How the Essential Eight become essential, and then not

The Essential Eight was published in February 2017, and is an extension of the ASD's award-winning Top Four strategies of 2011. Both priority lists for cybersecurity controls were developed following the ASD's analysis of real-world data.

"The ACSC recommends that all organisations implement the Essential Eight as a baseline, and additional mitigation strategies from the 37 Strategies beyond that, based on risk exposure and cybersecurity threats of most concern to their business," the agency wrote in 2017.

By December 2018, the Essential Eight had become a core part of the government's new Information Security Manual (ISM), and in February 2019 the ACSC's Essential Eight Maturity Model mandated full implementation of the controls for total compliance with the ISM.

Meanwhile, a Joint Committee of Public Accounts and Audit (JCPAA) inquiry had been set up in early 2017 to look into a disappointing cybersecurity audit by the Australian National Audit Office (ANAO).

Of three critical government agencies audited, only the Department of Human Services (DHS) was compliant with the Top Four strategies, which are mandated by the Attorney-General's Department's Protective Security Policy Framework (PSPF).

DHS was the only agency that had correctly self-assessed against the Top Four.

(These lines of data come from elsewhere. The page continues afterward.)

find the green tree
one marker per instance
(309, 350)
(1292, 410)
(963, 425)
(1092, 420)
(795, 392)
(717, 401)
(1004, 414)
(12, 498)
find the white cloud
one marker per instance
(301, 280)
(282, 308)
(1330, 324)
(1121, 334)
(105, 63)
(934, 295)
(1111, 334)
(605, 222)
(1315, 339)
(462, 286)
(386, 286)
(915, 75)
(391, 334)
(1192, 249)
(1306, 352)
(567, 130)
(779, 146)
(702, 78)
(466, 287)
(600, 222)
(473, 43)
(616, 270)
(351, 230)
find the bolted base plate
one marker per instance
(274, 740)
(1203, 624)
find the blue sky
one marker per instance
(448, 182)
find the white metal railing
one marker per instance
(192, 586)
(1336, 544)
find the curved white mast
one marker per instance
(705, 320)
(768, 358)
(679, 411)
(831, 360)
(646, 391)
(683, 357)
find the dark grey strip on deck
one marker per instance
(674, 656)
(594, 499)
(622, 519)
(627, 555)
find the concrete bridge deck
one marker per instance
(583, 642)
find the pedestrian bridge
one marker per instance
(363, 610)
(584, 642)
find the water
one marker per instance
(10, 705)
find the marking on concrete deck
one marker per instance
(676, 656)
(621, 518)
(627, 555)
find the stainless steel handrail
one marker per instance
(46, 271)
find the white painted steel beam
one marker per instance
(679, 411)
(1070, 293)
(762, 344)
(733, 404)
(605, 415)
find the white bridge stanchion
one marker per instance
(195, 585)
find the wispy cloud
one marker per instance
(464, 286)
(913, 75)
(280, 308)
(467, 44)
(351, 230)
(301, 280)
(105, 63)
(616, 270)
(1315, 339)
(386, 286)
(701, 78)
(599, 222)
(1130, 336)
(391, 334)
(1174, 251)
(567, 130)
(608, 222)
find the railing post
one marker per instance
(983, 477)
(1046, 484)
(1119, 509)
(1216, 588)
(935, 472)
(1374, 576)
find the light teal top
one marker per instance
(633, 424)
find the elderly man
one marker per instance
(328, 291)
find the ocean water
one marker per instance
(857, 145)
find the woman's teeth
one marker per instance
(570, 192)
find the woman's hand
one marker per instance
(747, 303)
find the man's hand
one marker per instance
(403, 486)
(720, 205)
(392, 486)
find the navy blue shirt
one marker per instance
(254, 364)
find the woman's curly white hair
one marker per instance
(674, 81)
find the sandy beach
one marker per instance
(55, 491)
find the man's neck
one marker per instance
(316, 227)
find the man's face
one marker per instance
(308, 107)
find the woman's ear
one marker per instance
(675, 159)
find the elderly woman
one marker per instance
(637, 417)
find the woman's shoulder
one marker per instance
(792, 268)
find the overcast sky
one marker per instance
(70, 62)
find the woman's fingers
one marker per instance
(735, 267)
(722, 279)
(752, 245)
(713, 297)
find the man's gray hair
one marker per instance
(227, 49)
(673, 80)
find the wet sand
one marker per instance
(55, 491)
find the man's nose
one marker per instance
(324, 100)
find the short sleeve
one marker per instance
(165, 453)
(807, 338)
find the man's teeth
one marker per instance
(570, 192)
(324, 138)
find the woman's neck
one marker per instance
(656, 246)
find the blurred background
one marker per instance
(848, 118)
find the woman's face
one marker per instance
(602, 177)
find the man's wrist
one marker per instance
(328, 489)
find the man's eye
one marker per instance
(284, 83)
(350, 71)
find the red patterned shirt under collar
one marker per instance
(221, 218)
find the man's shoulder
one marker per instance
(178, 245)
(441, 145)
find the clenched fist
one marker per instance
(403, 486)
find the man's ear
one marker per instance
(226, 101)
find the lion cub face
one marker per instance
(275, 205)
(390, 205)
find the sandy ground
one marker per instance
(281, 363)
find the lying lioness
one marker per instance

It was also the only one that was "cyber resilient", or able to "continue providing services while deterring and responding to cyber attacks".

The Department of Immigration and Border Protection (DIBP), now part of the Department of Home Affairs (DHA), and the Australian Taxation Office (ATO), were deemed to be "internally resilient", but not compliant overall.

In October 2017, JCPAA released its reportCybersecurity Compliance Inquiry based on Auditor-General's report 42 (2016-17).

The committee reached the not unreasonable conclusion that essential means essential.

Six of the committee's eight recommendations were agreed to in this month's government response. All were uncontroversial matters to do with reporting arrangements. A seventh recommendation was referred to ANAO because it's an independent agency.

So why was the recommendation to mandate the Essential Eight passed over?

Yes, cybersecurity maturity needs to be "increased across entities", but surely setting targets is good strategic management, even if agencies are given easy timelines to achieve them?

The Essential Eight Maturity Model even gives agencies a three-stage process to follow.

detailed analysis at public sector site The Mandarin provides some clues.

"Some members of the committee think having stronger compulsory requirements now -- or at least greater urgency about meeting the existing ones -- might encourage cyber maturity to improve faster," The Mandarin reported.

But as JCPAA member Gai Brodtmann noted during a more recent hearing, "obviously, mandatory is not explicit enough for our government agencies".

"Obviously, the government needs to articulate that we need 100 percent compliance, and that, as part of that process, it is mandatory; it's not an optional extra that people have been kicking down the road for the last five years," she said.

Agencies reported that they may not have the resources or expertise, complaining of "stretched budgets" and a "patchwork approach" to government cybersecurity.

DHA has previously blamed the challenges of "consolidating legacy ICT environments".

Reading this analysis, your writer couldn't help but think this isn't exactly a can-do attitude. It's more a can't-do. And that's not good enough.

Like all parliamentary committees, the JCPAA has been dissolved before the forthcoming federal election on May 18, and its inquiry has lapsed.

However, its chair has said in a statement [PDF] that the committee "expects to continue its inquiry into cyber resilience and hold further public hearings over coming months".